Three years ago, German public broadcaster ARD launched a project that would be uncomfortable for many media organizations. It assigned a team of researchers to uncover the ways the East German secret service sought to manipulate the West German organization's news coverage during the Cold War and whether it sought to recruit its journalists as spies. It's long been known that some West German media workers did spy for the Stasi, but a report released on Monday shines a veritable floodlight on the issue.

Aktenberge im Gauckarchiv

Rows and rows of files in the state-run agency for housing Stasi archives.

The study, commissioned by ARD and produced in tandem with the state-run agency responsible for the Stasi archives and historians at Berlin's Free University, comprises over 1,000 pages of proof that the Stasi skipped no opportunity to control the mass media in its own country and also manipulate and infiltrate radio and TV stations in West Germany during the Communist era.

A propaganda machine

However, the report found that despite massive efforts to influence the programming of West German public broadcasters, it never succeeded in doing so. Additionally, it found, none of the informants working with the Stasi served in senior positions or on boards responsible for high-level programming decisions. Nevertheless, the study did conclude that the Communist Party had been successful in promulgating disinformation on domestic policy issues that did often find its way into news reports.

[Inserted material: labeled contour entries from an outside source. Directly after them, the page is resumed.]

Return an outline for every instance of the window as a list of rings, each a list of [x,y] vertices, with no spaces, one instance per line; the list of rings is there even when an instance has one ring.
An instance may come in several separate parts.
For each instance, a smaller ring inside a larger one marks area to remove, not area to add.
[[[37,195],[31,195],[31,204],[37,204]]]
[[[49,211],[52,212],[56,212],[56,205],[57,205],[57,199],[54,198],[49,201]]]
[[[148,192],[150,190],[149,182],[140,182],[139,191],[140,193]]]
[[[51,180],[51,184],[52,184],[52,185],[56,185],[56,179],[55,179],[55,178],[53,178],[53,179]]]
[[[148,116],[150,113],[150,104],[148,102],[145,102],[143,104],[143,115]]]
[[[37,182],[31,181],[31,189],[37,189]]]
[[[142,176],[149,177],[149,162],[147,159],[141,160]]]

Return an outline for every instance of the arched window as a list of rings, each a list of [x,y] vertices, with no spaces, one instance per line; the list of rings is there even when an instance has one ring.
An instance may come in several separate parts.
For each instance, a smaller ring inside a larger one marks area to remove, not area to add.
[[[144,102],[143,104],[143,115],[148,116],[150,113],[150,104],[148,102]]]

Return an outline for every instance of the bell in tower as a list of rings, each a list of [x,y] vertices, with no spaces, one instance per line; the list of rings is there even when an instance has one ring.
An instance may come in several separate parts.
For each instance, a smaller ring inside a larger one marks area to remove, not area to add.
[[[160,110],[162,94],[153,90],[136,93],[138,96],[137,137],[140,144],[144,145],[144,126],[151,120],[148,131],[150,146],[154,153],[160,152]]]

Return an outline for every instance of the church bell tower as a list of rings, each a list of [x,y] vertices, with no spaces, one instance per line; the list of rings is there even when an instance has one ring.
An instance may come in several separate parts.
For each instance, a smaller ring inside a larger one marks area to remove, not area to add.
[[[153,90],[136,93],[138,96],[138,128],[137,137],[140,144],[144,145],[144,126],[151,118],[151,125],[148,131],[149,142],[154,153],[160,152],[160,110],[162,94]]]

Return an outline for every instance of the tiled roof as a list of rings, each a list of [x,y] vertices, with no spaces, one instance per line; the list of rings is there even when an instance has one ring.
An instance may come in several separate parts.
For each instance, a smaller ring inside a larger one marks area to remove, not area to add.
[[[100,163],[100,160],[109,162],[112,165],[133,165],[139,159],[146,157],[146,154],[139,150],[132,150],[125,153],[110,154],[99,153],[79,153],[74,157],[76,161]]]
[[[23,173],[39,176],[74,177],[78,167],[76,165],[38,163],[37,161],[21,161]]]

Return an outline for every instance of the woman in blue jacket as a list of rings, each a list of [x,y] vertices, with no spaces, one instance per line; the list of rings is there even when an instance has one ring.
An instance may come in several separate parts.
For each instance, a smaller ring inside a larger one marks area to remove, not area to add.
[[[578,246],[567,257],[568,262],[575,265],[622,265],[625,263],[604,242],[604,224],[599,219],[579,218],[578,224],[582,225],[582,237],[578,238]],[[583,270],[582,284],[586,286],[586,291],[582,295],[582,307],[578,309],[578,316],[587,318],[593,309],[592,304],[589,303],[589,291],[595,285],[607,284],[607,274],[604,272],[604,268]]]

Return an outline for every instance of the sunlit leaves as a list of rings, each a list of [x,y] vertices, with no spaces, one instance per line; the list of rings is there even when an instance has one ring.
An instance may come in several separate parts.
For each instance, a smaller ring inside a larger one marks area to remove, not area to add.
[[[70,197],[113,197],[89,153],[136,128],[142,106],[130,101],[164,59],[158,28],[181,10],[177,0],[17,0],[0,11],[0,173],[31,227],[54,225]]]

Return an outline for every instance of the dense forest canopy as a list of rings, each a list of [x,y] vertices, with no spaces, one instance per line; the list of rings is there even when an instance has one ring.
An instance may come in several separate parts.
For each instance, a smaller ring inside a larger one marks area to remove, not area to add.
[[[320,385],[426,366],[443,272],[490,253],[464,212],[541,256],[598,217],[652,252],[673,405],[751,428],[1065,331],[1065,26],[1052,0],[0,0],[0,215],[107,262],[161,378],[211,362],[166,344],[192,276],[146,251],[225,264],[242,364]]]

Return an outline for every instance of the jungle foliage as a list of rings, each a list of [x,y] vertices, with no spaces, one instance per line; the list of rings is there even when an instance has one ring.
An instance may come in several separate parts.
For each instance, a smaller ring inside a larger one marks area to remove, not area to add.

Marianne Birthler vor Stasi Akten

Marianne Birthler of the Stasi archive

Marianne Birthler, director of the federal authority that serves as guardian of the Stasi archive, praised the study as a good example of Germans working through their past. "The study is a unique project," she said. "There is no other institution that has tried to work through its own past like this."

The authors of the survey were able to tap into new archived material that was only made available to Germany by the United States in 2003. After years of negotiations, the US administration returned the Stasi’s so-called "Rosewood" files, which contain the names of over 50,000 potential undercover agents, among them an estimated 12,000 from the West.

Revelations damage journalists

The study adds more names to the list of those East German journalists whom the Stasi used as informers, bringing the total to 42. Many other eastern German journalists have already taken leave after revelations about their involvement with the Stasi surfaced. The report also cited 61 West German spies, a high number, but lower than some ARD officials had expected.

Mixed motives

Stasi Akten Kartei

While East German journalists may have acted under enormous Stasi pressure, West German journalists working for the Stasi often had other motives, offering their services for money or out of anti-capitalist or communist convictions. According to the study, the list of those West German journalists who collaborated with the Stasi is astonishingly long. It is also feeding considerable public interest.

Many are interested in the subject, "because a spy network is involved and of course there are a lot of interesting and fascinating stories about the attempt of the Stasi to undermine broadcasting enterprises," the director of an ARD-affiliated TV network in the west, Fritz Pleitgen, said.

"We found that the strategy in the activity of the Stasi was so gigantic -- and we didn't expect that."

Terrorist plots?

In some instances, the data exchange went far beyond journalism. Jochen Staadt of Berlin’s Free University and co-author of the study reported on cases where West German Stasi spies delivered information on how to blow up broadcasting houses in the west and kill or deport journalists in the event of a political crisis.

"What they collected was material to use to intervene in a situation of crisis in West Germany and West Berlin," he explained. "They would have done this. We know that they supported terrorist organizations in West Germany and they had no problem using violence against institutions and people."